Note that if $k = 1$ then your linear functional is $\varphi \colon \mathbb{R}^n \rightarrow \mathbb{R}$ given by $\varphi(x^1, \ldots, x^n) = x^1 + \ldots x^n$ and it doesn't give the one-dimensional signed area (length in this case) of $(x^1, \ldots, x^n)$. In general, you can't expect to be able to describe the "signed length" of a vector $x \in \mathbb{R}^n$ by a linear functional $\varphi \colon \mathbb{R}^n \rightarrow \mathbb{R}$ as it has a kernel of dimension $\geq n - 1$.
However, there is a construction that generalizes the (absolute value of the) determinant in some sense and results in the non-signed $k$-area of the $k$-dimensional parallelepiped generated by the vectors $v_1, \ldots, v_k$. Let $V$ be a finite dimensional vector space and endow $V$ with an inner product $\left< \cdot, \cdot \right>$ so that you can talk about lengths of vectors in $V$. The inner product $\left< \cdot, \cdot \right>$ extends naturally to an inner product on $\Lambda^k(V)$ defined on simple $k$-vectors by
$$ \left< v_1 \wedge \dots \wedge v_k, w_1 \wedge \dots \wedge w_k \right> := \det \left( \left< v_i, w_j \right> \right)_{i,j=1}^k $$
and extended multi-linearly. The matrix $G(v_1, \dots, v_k) = ( \left< v_i, v_j \right>)_{i,j=1}^k$ is called the Gram matrix of $(v_1, \dots, v_k)$ and the norm $||v_1 \wedge \dots \wedge v_k|| = \sqrt{\det G(v_1, \dots, v_k)}$ gives the signed $k$-area of the $k$-dimensional parallelepiped generated by the vectors $v_1, \dots, v_k$ and is zero if and only if the vectors $v_1, \dots, v_k$ are linearly dependent (in which case $v_1 \wedge \dots \wedge v_k = 0$).
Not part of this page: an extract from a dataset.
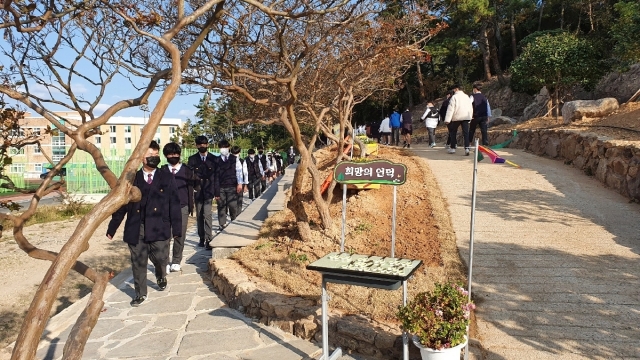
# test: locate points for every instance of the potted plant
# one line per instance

If $V = \mathbb{R}^n$ with the standard inner product, then if we treat the vectors $v_1, \ldots, v_k$ are columns of the matrix $A \in M_{n \times k}(\mathbb{R})$, then $G(v_1, \ldots, v_k) = A^T A$ and $||v_1 \wedge \dots \wedge v_k||^2 = \det(A^T A)$. In particular, if $k = n$ then $||v_1 \wedge \dots \wedge v_n||^2 = \det(A^T A) = \det(A)^2$ so $||v_1 \wedge \dots \wedge v_n|| = |\det(A)|$.
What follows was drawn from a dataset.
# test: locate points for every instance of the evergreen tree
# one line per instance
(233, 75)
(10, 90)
A construction of different nature generalizing the determinant (including signs) is obtained by the $k$-th exterior product of a linear map $T \colon V \rightarrow W$, resulting in a linear map $\Lambda^k(T) \colon \Lambda^k(V) \rightarrow \Lambda^k(W)$. If $V = W$ and $k = \dim V$, then $\Lambda^n(V)$ is one dimensional and under a choice of orientation, $\Lambda^n(V)$ can be identified with a single scalar called the determinant of $T$. If you apply this to a non-square matrix (interpreted as a linear map) $A \in M_{l \times n}$, then the components of $\Lambda^k(A)$ with respect to bases induced on $\Lambda^k(\mathbb{R}^n)$ and $\Lambda^k(\mathbb{R}^l)$ from the standard bases will be the $k \times k$ minors of $A$. You can learn about it more from the lecture notes of Paul Garrett here.